L'activité matérielle peut aider à combattre la dépression dans les séniors

Les avantages de l'exercice sont largement connus mais les kinesiologists à l'université de McMaster ont pour la première fois constaté que l'activité matérielle peut aider à combattre la dépression dans les séniors en stimulant les servocommandes muscle-produites d'humeur.

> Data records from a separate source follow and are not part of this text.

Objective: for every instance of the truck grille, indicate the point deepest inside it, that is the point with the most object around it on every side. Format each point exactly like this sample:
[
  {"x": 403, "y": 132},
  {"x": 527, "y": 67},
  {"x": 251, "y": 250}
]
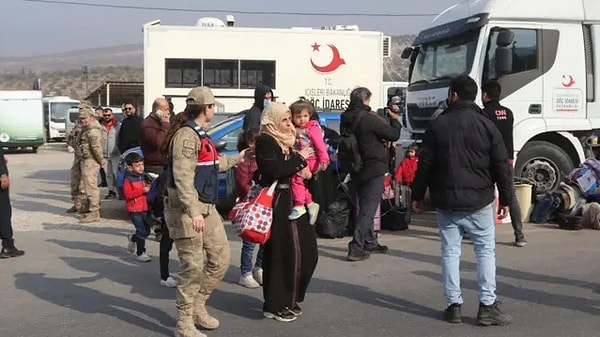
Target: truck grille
[{"x": 419, "y": 117}]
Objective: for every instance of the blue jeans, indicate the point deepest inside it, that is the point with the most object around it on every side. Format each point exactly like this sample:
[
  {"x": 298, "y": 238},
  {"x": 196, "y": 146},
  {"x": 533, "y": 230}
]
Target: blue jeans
[
  {"x": 481, "y": 227},
  {"x": 246, "y": 259},
  {"x": 142, "y": 230}
]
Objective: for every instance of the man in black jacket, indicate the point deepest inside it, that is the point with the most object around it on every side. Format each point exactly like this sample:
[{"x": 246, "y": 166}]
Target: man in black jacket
[
  {"x": 371, "y": 133},
  {"x": 503, "y": 118},
  {"x": 263, "y": 96},
  {"x": 461, "y": 159},
  {"x": 129, "y": 133},
  {"x": 6, "y": 232}
]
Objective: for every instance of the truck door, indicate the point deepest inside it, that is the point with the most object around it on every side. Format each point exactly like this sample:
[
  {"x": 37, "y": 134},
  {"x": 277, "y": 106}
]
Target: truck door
[{"x": 520, "y": 78}]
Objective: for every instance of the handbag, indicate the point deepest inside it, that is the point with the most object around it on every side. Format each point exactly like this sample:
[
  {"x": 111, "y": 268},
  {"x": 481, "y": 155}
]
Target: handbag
[{"x": 252, "y": 219}]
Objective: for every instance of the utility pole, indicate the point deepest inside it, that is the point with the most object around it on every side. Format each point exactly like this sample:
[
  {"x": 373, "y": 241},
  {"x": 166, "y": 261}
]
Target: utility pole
[{"x": 86, "y": 72}]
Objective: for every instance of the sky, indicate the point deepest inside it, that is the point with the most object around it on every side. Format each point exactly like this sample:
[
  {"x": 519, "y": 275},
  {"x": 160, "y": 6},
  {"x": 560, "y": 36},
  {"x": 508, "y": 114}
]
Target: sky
[{"x": 29, "y": 28}]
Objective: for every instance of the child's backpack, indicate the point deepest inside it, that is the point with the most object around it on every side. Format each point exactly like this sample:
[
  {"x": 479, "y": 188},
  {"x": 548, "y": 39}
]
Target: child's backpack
[{"x": 348, "y": 153}]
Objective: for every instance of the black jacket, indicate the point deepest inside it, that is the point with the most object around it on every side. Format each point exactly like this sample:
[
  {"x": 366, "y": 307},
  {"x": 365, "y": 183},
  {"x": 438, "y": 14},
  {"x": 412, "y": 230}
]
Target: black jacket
[
  {"x": 3, "y": 167},
  {"x": 252, "y": 118},
  {"x": 371, "y": 134},
  {"x": 504, "y": 120},
  {"x": 129, "y": 134},
  {"x": 461, "y": 158}
]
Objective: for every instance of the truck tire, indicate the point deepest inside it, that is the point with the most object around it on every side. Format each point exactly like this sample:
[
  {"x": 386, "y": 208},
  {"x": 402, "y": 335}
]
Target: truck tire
[{"x": 543, "y": 163}]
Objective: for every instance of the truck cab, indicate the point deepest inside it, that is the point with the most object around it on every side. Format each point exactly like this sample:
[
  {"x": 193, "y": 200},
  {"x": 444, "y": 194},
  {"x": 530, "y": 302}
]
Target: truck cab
[{"x": 544, "y": 58}]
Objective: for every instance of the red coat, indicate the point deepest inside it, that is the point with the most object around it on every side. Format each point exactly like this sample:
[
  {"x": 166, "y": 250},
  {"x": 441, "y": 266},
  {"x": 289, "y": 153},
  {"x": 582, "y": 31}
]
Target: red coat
[
  {"x": 135, "y": 197},
  {"x": 406, "y": 170}
]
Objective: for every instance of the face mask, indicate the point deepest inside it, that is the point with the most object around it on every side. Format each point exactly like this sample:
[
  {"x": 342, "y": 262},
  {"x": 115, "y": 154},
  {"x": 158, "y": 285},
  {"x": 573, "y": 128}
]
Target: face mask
[{"x": 266, "y": 103}]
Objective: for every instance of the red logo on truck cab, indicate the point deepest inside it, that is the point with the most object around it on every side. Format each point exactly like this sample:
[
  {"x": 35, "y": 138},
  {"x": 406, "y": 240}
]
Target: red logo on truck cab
[{"x": 336, "y": 60}]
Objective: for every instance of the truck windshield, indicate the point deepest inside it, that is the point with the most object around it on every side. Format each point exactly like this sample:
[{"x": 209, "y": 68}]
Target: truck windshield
[
  {"x": 447, "y": 58},
  {"x": 59, "y": 110}
]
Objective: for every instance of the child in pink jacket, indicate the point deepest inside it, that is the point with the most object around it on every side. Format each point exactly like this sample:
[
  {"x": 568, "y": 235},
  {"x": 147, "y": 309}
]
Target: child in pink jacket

Les découvertes, publiées dans le tourillon américain de la physiologie--La physiologie de cellules, indiquent que les mécanismes fondamentaux qui nous incitent à nous sentir bien quand nous nous exerçons persistent dans la vieillesse et mettent en valeur l'importance de rester active.

« Une étude précédente a expliqué ces mécanismes dans les jeunes adultes en bonne santé, cependant, elle était inconnue si la détérioration de muscle qui accompagne le vieillissement exclurait des adultes plus âgés de réaliser les avantages liés à l'exercice assimilés, » explique David Allison, auteur important sur l'étude et un boursier post-doctoral dans le service de McMaster de la cinésiologie.

« Ceci pourrait avoir des implications importantes au sujet de l'utilisation de l'exercice comme demande de règlement ou une stratégie préventive pour la dépression dans les séniors, » il dit.

Peu est connu au sujet de la relation entre le muscle squelettique et la santé mentale, ou comment l'exercice influence cette relation.

La première recherche a prouvé que l'activité matérielle peut aider « à allumer » des gènes dans le muscle squelettique ce qui peut alors influencer les voies métaboliques principales qui s'introduisent éventuel humeur-améliorer des produits chimiques, tels que la sérotonine, dans le cerveau.

La perte de muscle est un problème courant dans les personnes âgées qui peuvent limiter cette voie et augmentent pour cette raison le risque pour la dépression, dit Allison.

Pour l'étude, un groupe d'hommes en bonne santé, âgé 65 et plus de, suivi un protocole de 12 semaines de la formation à haute intensité d'intervalle (HIIT) sur un vélo d'intérieur une fois par semaine combiné avec les sessions de formation bihebdomadaires de force.

Les chercheurs ont analysé des prises de sang et des modifications pour muscle et ont déterminé que trois mois d'exercice étaient suffisants pour améliorer l'expression du gène dans le muscle squelettique.

« Même personnes qui sont déjà métaboliquement en bonne santé--avec le bon grammage, la bonne pression sanguine et les taux de sucre sanguin--devez donner la priorité à l'activité physique régulière pour mettre à jour ou s'améliorer sur leur santé mentale, » dit Allison. « Nous avons montré que de tels avantages sont encore réalisables dans la vieillesse et mettent l'accent sur davantage l'importance de mettre à jour un mode de vie actif. »

À l'avenir, les chercheurs espèrent explorer la relation entre la santé mentale et l'exercice parmi cliniquement diminués pour voir si des modifications biologiques assimilées peuvent être réalisées.